Подбежав к пушке, неугомонный весельчак расчистил от сена казенник, подсыпал на него из рога пороху и вновь прикрыл уже сухим, выдернутым из нутра стога сеном. Все он делал резво, ловко, с недоступной разуму Кузьмы охотой. Пленника приставили спиной к накрененному дулу и крепко прикрутили веревкой.

– Ну, молись, православный, честь тебе завидная выпала! – насмешничал ерник. Он даже глумливо расчесал напоследок своим гребнем встрепанную бороду Кузьмы, а потом, забежав за стог, с дикими криками запалил его. С двух сторон мимо обреченного пленника повалил густой тяжелый дым.

Призывный звук трубы донесся в это время из-за леса. Подручные казака кинулись прочь, к дороге.

– Пан Лисовский ждать не привычен.
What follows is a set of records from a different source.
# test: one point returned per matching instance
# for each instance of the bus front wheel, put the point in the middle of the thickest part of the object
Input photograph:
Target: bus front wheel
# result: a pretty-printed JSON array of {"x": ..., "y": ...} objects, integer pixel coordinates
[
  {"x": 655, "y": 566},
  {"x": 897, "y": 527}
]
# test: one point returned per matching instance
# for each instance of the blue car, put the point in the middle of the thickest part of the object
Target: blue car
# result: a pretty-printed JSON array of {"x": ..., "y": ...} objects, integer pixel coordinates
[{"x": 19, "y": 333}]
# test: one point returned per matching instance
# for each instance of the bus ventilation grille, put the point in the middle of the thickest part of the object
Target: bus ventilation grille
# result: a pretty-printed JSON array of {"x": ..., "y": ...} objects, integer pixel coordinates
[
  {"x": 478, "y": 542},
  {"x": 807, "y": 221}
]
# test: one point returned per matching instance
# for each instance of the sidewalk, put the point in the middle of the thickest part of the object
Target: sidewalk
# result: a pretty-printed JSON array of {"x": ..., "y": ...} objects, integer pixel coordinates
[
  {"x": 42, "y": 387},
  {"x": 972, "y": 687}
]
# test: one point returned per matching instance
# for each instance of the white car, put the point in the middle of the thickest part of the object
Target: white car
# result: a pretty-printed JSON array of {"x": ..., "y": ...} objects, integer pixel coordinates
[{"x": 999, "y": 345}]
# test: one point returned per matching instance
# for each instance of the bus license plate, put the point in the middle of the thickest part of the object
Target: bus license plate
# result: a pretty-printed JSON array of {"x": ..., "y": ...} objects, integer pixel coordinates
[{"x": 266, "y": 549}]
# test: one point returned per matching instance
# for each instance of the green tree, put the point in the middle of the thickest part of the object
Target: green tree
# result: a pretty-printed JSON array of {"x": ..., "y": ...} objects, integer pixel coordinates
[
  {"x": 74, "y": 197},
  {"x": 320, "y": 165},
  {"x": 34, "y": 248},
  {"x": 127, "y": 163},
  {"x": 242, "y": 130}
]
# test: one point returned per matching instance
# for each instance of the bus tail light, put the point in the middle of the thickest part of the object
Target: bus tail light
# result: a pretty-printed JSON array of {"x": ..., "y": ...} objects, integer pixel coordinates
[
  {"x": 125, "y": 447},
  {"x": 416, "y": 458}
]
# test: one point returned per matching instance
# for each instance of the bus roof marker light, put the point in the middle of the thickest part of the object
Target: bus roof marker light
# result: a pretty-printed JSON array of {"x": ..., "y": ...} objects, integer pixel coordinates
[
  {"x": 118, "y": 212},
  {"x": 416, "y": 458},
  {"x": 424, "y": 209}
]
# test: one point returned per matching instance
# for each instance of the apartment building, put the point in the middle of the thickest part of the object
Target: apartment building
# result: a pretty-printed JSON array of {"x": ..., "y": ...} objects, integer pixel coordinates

Поспешай, – обернувшись, крикнул один из них замешкавшемуся насильнику.

– Не вдруг огонь до тебя дойдет – сыровато сенцо, успеешь еще покаяться во грехах! – на прощание озорно подмигнул Кузьме казачина и побежал вслед за своими к оставленным на дороге лошадям.

Все гуще и гуще становился валивший дым. Верно, уж весь стог занялся, Кузьма спиной ощущал, как приближается смертный миг. Его безудержно колотило, холодный пот оросил тело, но, вспомнив кривлянье и усмешки истязателя, он собрал всю свою волю и терпение, чтобы встретить позорную смерть достойно, будто молодой тот нечестивец стоит рядом и ехидно подглядывает за ним. Так и моргал хитрым глазом, так и растравливал, чтобы унизить, отнять все людское, принудить завыть оглашенным и диким звериным воем, который рвался из груди. Кузьма до хруста стиснул зубы, не чувствуя, как по щекам его ползут непрошенные слезы.

Вдруг, словно привидение, возник перед глазами Гаврюха. Взметнулись и опали перерезанные веревки, а нежданный спаситель, надрываясь, уже тащил обеспамятевшего Кузьму в сторону. Оглушительно грохнула пушка, полыхнуло из ее жерла беспощадным адским огнем и жаром. Быстро расползающееся облако черного дыма накрыло мужиков.

5

Четыре лошаденки натужливо тянули пушку с обгоревшим станком, к которому все же было прилажено злополучное колесо. Лошаденки были неказистые, пашенные, но выносливости им не занимать. Да и мужики усердно помогали им, подталкивая и подпирая станок руками и плечами на всех ухабах и рытвинах. Чуть ли не на каждом привале прибивались к путникам новые люди.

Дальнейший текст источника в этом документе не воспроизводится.